Hierarchical Clustering and Classification by 70 Genes
(A) Heatmap of the median centered 70 genes’ expression profiles between high- and low-risk groups in the training dataset (red, relative high expression; green, relative low expression). (B) The relative prognostic index based on 70 genes’ expression of each patient. The weight of each gene was calculated by the Cox proportional hazard regression model. (C and D) The 70-gene signature of patients with disease-free survival (DFS) in the training dataset (C) and overall survival (OS) in combined validation datasets (D). Each group was classified by the 70-gene signature into low and high risk, and evaluated by Kaplan-Meier analysis. (E) Prognostic index value of the 70-gene signature in cervical cancer and healthy tissue. The p values were computed by the log rank test.
Validation of Predicted Gene Signature in Specific Tumor Stages
Next, cervical cancer patients were divided based on NCCN guidelines and FIGO staging system into two groups: early stage (stage I–IIA) and advanced stage (stage IIB–IV). Patients in the early-stage group can be cured by surgery and/or radiotherapy, whereas those with advanced-stage cancer require combined therapy, including radiation and chemotherapy.

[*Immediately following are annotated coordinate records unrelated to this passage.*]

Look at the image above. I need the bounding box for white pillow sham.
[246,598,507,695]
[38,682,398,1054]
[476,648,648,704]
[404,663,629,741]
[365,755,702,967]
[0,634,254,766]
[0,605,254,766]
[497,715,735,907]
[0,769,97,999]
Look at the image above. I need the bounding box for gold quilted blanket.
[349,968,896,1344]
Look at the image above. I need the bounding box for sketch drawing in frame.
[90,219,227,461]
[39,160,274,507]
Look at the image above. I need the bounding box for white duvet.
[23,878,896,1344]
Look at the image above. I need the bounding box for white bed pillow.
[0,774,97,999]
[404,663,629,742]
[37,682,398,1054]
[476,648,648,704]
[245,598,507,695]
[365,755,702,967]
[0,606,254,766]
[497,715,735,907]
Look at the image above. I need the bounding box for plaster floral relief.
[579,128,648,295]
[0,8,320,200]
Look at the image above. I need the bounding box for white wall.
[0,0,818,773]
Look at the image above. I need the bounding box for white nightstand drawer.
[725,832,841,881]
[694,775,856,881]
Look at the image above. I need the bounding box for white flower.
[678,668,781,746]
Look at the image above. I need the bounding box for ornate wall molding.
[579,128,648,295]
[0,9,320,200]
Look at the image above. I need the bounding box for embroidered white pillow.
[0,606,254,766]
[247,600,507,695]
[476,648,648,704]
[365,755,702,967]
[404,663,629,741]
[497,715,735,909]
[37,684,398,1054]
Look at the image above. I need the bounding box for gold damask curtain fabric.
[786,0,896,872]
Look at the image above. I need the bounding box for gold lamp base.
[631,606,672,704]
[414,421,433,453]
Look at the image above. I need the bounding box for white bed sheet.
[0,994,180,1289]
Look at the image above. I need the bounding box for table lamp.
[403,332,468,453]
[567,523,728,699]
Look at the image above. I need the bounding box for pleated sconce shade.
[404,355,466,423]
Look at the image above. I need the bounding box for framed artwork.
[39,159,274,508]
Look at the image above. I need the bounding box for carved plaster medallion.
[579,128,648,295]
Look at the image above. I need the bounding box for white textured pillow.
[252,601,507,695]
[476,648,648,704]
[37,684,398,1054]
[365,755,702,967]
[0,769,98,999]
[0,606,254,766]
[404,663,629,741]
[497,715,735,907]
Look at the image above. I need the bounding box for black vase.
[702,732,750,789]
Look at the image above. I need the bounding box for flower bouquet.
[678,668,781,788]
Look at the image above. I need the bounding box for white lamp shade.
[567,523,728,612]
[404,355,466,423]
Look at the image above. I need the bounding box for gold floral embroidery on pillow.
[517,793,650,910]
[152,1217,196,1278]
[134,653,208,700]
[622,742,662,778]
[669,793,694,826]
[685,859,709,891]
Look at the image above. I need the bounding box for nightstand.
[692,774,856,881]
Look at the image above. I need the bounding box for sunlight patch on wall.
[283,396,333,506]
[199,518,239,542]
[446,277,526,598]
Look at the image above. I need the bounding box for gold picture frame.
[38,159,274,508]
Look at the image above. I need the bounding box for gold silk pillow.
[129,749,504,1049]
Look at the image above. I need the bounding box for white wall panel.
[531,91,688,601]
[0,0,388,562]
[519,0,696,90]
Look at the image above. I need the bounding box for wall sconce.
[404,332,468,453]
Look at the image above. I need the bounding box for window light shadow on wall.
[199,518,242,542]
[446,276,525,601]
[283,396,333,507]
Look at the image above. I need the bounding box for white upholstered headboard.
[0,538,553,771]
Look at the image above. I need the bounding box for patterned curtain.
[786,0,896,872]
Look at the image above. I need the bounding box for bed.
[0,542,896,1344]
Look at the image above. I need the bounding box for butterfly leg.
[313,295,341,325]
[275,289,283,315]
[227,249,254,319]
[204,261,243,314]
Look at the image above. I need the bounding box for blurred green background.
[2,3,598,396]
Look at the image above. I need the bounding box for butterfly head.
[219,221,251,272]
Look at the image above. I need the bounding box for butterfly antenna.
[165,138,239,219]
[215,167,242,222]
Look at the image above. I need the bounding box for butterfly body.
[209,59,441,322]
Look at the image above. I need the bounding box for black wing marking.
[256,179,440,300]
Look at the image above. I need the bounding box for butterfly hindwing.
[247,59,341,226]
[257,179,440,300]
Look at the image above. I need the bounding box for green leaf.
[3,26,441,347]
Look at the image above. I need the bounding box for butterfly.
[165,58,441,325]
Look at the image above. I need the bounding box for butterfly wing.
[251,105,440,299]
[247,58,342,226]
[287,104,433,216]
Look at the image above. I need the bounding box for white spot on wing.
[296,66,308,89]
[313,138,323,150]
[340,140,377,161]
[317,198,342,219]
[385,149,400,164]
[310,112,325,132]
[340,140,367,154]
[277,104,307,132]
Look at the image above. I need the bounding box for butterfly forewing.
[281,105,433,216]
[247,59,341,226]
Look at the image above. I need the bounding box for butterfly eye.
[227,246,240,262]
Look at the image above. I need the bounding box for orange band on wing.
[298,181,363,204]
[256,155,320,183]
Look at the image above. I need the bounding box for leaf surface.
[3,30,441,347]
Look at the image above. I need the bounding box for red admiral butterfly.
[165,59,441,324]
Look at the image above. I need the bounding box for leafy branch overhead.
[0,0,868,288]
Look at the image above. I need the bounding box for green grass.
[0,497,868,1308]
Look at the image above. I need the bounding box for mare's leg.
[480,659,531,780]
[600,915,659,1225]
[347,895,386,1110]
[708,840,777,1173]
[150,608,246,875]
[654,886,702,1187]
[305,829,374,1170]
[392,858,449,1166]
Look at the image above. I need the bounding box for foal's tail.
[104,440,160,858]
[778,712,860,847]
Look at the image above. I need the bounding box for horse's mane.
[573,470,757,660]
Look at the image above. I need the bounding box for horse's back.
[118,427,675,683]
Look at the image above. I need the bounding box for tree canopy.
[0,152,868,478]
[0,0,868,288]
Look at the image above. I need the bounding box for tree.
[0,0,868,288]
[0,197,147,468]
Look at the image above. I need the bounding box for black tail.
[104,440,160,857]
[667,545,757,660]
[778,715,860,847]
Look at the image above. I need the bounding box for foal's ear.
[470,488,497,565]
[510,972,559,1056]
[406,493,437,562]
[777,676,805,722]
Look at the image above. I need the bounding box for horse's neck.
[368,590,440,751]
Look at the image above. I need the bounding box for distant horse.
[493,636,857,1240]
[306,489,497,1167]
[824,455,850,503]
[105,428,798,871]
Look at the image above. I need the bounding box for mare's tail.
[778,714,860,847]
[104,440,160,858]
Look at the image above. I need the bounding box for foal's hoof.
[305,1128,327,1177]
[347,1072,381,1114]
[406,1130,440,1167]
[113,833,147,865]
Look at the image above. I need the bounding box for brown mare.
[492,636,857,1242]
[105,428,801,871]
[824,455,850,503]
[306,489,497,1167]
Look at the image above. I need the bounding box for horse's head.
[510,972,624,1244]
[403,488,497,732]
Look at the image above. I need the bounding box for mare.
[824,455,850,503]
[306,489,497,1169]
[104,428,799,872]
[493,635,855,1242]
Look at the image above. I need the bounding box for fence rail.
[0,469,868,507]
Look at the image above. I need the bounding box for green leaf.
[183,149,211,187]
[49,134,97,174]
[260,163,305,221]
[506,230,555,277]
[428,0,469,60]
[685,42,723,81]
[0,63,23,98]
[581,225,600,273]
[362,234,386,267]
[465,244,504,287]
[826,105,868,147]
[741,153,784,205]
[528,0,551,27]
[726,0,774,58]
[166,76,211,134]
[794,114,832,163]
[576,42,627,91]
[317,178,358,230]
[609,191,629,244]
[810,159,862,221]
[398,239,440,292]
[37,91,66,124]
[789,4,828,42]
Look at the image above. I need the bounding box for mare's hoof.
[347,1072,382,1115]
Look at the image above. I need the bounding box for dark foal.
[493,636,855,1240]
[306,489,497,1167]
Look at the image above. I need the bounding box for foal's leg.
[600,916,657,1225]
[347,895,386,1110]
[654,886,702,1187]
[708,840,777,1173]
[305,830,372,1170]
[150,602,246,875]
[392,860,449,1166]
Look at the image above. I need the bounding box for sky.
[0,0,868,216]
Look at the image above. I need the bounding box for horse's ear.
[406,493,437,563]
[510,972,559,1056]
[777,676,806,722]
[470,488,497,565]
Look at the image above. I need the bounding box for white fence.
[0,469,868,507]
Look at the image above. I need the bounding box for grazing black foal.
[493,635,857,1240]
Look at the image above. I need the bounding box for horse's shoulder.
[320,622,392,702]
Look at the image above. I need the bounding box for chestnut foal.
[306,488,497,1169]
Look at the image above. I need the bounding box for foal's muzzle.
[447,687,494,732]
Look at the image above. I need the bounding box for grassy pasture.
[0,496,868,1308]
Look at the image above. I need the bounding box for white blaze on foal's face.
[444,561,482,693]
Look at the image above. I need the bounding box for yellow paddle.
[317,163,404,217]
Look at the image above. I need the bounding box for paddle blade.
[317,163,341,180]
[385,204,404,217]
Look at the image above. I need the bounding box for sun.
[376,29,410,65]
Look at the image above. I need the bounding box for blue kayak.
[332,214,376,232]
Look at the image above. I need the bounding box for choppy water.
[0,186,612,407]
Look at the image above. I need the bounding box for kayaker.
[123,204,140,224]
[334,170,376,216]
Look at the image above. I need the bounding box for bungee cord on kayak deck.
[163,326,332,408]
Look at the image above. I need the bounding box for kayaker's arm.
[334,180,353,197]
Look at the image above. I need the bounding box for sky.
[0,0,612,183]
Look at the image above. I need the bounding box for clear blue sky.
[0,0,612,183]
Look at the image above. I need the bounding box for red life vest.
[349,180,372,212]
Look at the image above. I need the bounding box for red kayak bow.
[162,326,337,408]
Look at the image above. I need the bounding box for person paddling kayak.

As previously reported, the survival rate in our patient data was also different between the early and advanced stages (p = 3.35e−13; Figure 2A). Our 70-gene signature stratified patients’ survival in all stages (p = 8.61e−6; Figure 2B). Importantly, the low-risk group had a significantly higher survival rate than the high-risk group in the early stage (p = 4.65e−6; Figure 2C). However, advanced-stage patients did not show the statistical significance (p = 0.0919; Figure 2D), but patients showed significant survival difference between the two groups after 9 months (p = 0.0421; Figure 2E). To evaluate the prognostic accuracy of the 70-gene signature in relation to the cancer stage, we performed univariate and multivariate Cox proportional hazards regression analyses using all of the datasets. As shown in Table S1, stage was significantly associated with overall survival (OS) in both analyses (univariate: hazard ratio [HR], 3.547, 95% confidence interval [CI]: 2.466–5.103, p = 8.8e−12; multivariate: HR, 3.691, 95% CI: 2.564–5.313, p = 2.2e−12). The 70-gene signature was also significantly associated with OS according to univariate and multivariate analyses (univariate: HR, 2.265, 95% CI: 1.566–3.275, p = 1.4e−5; multivariate: HR, 2.369, 95% CI: 1.637–3.428, p = 4.8e−6).
Figure 2.
Validation of the 70-Gene Signature in Tumor Stage
(A) Patients were separated according to early- and advanced-stage cancer. (B–E) The 70-gene signature was applied to cancer patients of all stages (B), early stage (C), advanced stage (D), and advanced stage after 9 months (E). Each group was classified by the 70-gene signature into low and high risk, and evaluated by Kaplan-Meier analysis. The p values were computed by the log rank test.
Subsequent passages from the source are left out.